The data is now fully loaded and ready for some analyzing. But seven hundred thousand row is such an intimidatelingy large number. Maybe filter out all measurements for the counter nearest the school, at Rauwelkoven? The ID ("Meetpunt code") there is "FMN GV 21 Geel". Group those row by day of week and show the averages in a graph.

In [None]:
# Up to you!



This plot shows that most of the traffic is done on weekdays, less in weekends (but sligthly more on Sundays than Saturdays). Annoying: the days are out of order:

![](../files/2023-10-02-23-26-39.png)

Fix that one first! (And you are [never](https://stackoverflow.com/questions/47255746/change-order-on-x-axis-for-matplotlib-chart) the first with a problem.)

In [None]:
# Up to you!



Should this be a line or a bar graph, by the way? There are nice graphs about which graph to use:

![](../files/2023-10-03-19-20-09.png)

So we can use bars for days, but not for hours of the day or months (to many bars will decrease readability).

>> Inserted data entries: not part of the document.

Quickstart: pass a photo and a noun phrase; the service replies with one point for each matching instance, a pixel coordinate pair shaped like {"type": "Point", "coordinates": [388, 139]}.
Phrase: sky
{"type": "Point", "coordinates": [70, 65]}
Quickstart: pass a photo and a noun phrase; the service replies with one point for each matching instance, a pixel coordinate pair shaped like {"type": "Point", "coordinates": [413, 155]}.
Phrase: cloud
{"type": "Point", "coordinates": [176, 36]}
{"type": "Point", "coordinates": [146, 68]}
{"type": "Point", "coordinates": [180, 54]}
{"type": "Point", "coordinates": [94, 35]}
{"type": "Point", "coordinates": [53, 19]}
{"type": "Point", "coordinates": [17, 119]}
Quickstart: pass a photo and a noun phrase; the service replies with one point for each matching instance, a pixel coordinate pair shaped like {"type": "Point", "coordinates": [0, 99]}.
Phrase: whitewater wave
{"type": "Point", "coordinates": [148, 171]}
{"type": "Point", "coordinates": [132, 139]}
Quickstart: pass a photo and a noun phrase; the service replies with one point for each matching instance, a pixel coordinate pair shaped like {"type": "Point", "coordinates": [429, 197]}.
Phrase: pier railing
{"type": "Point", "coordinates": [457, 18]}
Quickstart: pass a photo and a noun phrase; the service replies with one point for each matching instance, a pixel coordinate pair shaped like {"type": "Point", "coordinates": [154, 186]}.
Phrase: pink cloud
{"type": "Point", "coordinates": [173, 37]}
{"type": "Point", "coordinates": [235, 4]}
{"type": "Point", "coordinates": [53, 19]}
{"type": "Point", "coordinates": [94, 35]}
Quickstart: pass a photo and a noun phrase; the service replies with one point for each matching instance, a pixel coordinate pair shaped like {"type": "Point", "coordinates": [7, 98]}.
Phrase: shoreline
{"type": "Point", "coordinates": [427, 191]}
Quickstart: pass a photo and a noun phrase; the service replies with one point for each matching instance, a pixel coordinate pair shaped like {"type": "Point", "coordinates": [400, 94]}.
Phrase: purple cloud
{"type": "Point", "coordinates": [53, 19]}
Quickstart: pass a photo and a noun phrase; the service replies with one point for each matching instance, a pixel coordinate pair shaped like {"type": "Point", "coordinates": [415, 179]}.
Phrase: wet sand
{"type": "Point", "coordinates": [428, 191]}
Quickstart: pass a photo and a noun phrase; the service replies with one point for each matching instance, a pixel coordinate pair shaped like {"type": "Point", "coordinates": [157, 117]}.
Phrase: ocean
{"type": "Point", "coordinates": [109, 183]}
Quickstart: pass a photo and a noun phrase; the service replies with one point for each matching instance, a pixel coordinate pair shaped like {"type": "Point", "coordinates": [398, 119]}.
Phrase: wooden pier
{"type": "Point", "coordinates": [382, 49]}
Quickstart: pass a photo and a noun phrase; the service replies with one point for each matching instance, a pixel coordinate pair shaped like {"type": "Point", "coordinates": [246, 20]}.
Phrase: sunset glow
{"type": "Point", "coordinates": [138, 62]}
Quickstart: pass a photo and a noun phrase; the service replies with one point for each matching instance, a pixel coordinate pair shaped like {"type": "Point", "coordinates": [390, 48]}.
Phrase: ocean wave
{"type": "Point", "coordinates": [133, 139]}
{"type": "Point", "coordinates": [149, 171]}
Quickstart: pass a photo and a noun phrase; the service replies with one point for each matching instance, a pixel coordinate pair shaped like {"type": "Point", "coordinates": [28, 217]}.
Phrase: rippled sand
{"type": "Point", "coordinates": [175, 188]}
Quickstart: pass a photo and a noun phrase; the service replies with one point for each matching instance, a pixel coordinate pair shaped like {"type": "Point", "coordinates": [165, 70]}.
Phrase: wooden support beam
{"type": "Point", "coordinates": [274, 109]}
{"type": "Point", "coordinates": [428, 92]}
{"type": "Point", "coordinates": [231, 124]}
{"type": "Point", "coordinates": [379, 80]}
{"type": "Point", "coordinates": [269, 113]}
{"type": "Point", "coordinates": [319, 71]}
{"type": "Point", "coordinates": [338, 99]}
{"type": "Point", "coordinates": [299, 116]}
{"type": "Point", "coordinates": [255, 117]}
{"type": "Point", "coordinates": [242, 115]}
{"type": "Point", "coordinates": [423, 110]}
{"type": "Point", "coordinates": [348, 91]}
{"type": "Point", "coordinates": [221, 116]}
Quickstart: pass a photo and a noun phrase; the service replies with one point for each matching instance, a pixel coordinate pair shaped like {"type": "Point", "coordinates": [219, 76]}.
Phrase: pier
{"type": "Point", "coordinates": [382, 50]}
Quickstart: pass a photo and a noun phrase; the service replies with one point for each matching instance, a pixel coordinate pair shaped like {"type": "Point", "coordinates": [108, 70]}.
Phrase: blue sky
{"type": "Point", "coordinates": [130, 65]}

So we know weekdays are popular, which implies that the road is used more for traffic to and from school/work. This should also show up in the hours of the day it is being used.

Show the same graph but grouped by hour of the day. Also, show all hours of the day, something like:

![](../files/2023-10-03-10-38-14.png)

In [None]:
# Up to you!



There aren't many cyclists on weekends, but maybe they are responsible for the nightly rides, where the week-traffic is more during the day. We also see a spike around 7 and 8, which is when the commuters are using the road. They should be gone on Saturday and Sunday, no?

Draw a graph showing the average of the total nr of cyclists ("Aantal fietsers", not "van" and "naar") for weekends and weekdays. ([tip](https://datascienceparichay.com/article/pandas-check-weekday-or-weekend/))

In [None]:
# Up to you!



What about the impact of the seasons? Are there more cyclists in the summer, or less because we have fewer commuters?

Show a graph of the average number of cyclists overy month for weekends and for weekdays.

In [None]:
# Up to you!



If ever a graph explained how humans work, this would be it.

* Weekendcycling is up when it's nice and warm (April-September).
* Weekcycling has a spike in September ("This year, I'll commute by bike!) and a quick and sharp fall afterwards.
* In February the new years resolutions kick in and people start cycling again.
* Weekcycling is up when it's warm, but has a fall during the holidays (July and August).

Finally, recreate this graph but with all records, not just the ones from "fmn_gv_21".

In [None]:
# Up to you!



The spikes are still there, but the difference between week and weekend is somewhat smoothed over.

## Boxplots

We've done a lot of line charts, but maybe a boxplot would be interesting as well. Could we show a boxplot of all daily averages for all the measuring points per month?

In [None]:
# Up to you!



There seems to be one outlier, a bikepath with a monthly average of over 800 cyclists. Which is it?

In [None]:
# Up to you!



There are rules to calculate outliers, but the most common one is the 1.5 * IQR rule. This datapoint is definitely an outlier. Remove it!

In [None]:
# Up to you!



Now look at only the averages and explain your data.